Jojo slammed his fist on the steering wheel. “How the hell did that happen? He was one guy and caught by surprise⦔
A jaywalker crossed in front of Jojo's car and he slammed on the brakes, holding his hand on the horn until the lady got out of his way.
“You forget who Jimmy's friends with,” his reflection said. “Vinnie Blue Nose is one resourceful clown. He probably knew the Juggler Brothers were going to come after Jimmy eventually, and he knew he wouldn't always be around to help, so he surely took the necessary steps to ensure his safety.”
“Like what?”
“Like arming him with something that would instantly take out six guys.”
“Oh shit⦔
Jojo just remembered. A few months back, Vinnie ordered a custom weapon from the gumball factory. He wanted a vest made that could be worn under a suit. With just a pull of a string, like pulling a parachute cord, the vest would burst open and eight small machine guns would spring out. It would instantly fire fifty rounds in every direction, tearing through everyone within the vicinity, as long as they weren't lying on the ground. Vinnie must have given the vest to Jimmy for just such an occasion.
“That blue-nosed bastard⦔
He couldn't believe he hadn't realized at the time that the vest was being made for Jimmy. Had he known, he could've mentioned it to the Juggler Brothers so they'd know how to deal with it. Those guys were supposed to be able to dodge bullets.
“Shouldn't you be happy your nephew's still alive?” his reflection asked him. “Just a few minutes ago you were praying you could save him.”
“Yeah, but I didn't want him to kill the Dupont boys. Do you know how pissed those French bastards are going to be when they find out about this? They're going to think I'm responsible, like I was the one who set them up.”
His reflection laughed again. “Yeah. They'll want you dead far more than they wanted Jimmy Bozo after that.”
“They'll hit the wedding for sure now,” Jojo said. “I can't even tell my brother about this to get his help. He'll find out I set up Jimmy.”

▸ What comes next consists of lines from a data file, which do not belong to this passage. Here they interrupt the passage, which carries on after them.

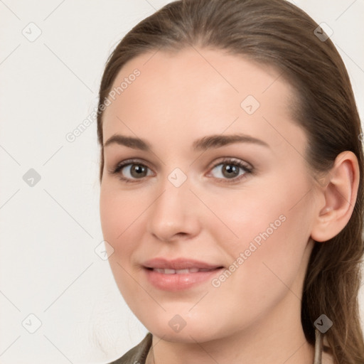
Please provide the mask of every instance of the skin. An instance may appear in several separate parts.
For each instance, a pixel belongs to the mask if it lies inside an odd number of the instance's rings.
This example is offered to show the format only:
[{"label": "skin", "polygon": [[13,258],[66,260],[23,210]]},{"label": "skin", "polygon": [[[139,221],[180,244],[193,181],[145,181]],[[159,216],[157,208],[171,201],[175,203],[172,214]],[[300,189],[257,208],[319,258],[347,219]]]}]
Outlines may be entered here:
[{"label": "skin", "polygon": [[[350,218],[355,156],[342,154],[317,183],[304,158],[306,136],[290,111],[294,91],[273,68],[221,50],[159,50],[127,63],[114,85],[135,68],[140,76],[104,112],[104,143],[120,134],[145,139],[152,149],[105,147],[100,215],[114,250],[114,277],[153,333],[155,363],[311,364],[314,348],[300,318],[304,274],[312,239],[329,239]],[[240,106],[247,95],[260,104],[252,114]],[[237,132],[269,146],[239,142],[192,150],[197,139]],[[249,164],[253,173],[229,183],[223,167],[230,162],[221,164],[224,157]],[[129,167],[110,173],[129,159],[149,167],[147,176],[138,179]],[[176,168],[187,177],[179,187],[168,179]],[[156,257],[228,267],[282,215],[284,222],[218,287],[208,280],[162,291],[141,267]],[[178,333],[168,325],[176,314],[186,323]],[[154,363],[151,350],[146,363]]]}]

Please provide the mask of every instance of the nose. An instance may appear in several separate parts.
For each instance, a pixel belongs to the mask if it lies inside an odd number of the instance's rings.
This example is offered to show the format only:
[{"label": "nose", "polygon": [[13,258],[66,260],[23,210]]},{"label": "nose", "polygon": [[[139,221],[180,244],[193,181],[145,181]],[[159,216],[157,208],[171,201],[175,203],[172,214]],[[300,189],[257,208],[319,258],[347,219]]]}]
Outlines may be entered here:
[{"label": "nose", "polygon": [[149,209],[148,231],[154,239],[173,242],[199,234],[200,206],[190,187],[188,179],[177,187],[166,178]]}]

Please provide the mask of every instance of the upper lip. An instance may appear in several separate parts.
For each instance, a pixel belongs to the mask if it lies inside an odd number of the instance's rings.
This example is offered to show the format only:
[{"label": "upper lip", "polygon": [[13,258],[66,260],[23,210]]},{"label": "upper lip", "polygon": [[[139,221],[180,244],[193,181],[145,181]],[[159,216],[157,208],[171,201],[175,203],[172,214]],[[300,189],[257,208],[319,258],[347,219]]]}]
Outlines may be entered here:
[{"label": "upper lip", "polygon": [[213,264],[189,258],[176,258],[166,259],[157,257],[146,260],[143,264],[146,268],[159,268],[166,269],[185,269],[188,268],[198,268],[200,269],[213,269],[220,268],[221,264]]}]

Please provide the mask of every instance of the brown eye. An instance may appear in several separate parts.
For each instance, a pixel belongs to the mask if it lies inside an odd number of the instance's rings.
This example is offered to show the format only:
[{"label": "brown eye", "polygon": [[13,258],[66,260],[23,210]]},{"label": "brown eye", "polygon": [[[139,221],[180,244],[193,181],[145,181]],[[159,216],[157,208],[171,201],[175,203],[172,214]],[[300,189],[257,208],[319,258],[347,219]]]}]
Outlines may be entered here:
[{"label": "brown eye", "polygon": [[119,163],[111,173],[119,175],[119,178],[122,181],[134,182],[153,175],[153,173],[148,173],[149,171],[150,168],[144,164],[129,160]]},{"label": "brown eye", "polygon": [[240,160],[227,159],[215,164],[211,170],[211,174],[219,180],[231,180],[228,182],[237,181],[245,174],[252,172],[252,167]]}]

“If he doesn't find out anyway. You think Jimmy isn't going to tell him about what happened?”
“What do you mean? Jimmy doesn't know I set him up.”
His reflection laughed again. “You don't think he'll wonder why you asked him to check up on Pepper when she didn't really try to kill herself? You didn't even break up with her. Of course he knows you set him up.”
Jojo nearly crashed into the car in front of him as he came to a red light.
“Oh shit⦔
His reflection shook his head. “The French clowns are the least of your worries now. Your big problem is what your brother's going to do to you once he finds out you tried to get his son killed.”
Jojo had to roll down his window to get air. He pulled open his shirt and wound up his heart, then just left the key in the hole. He figured he was going to have to wind up his heart a lot during the next couple of hours.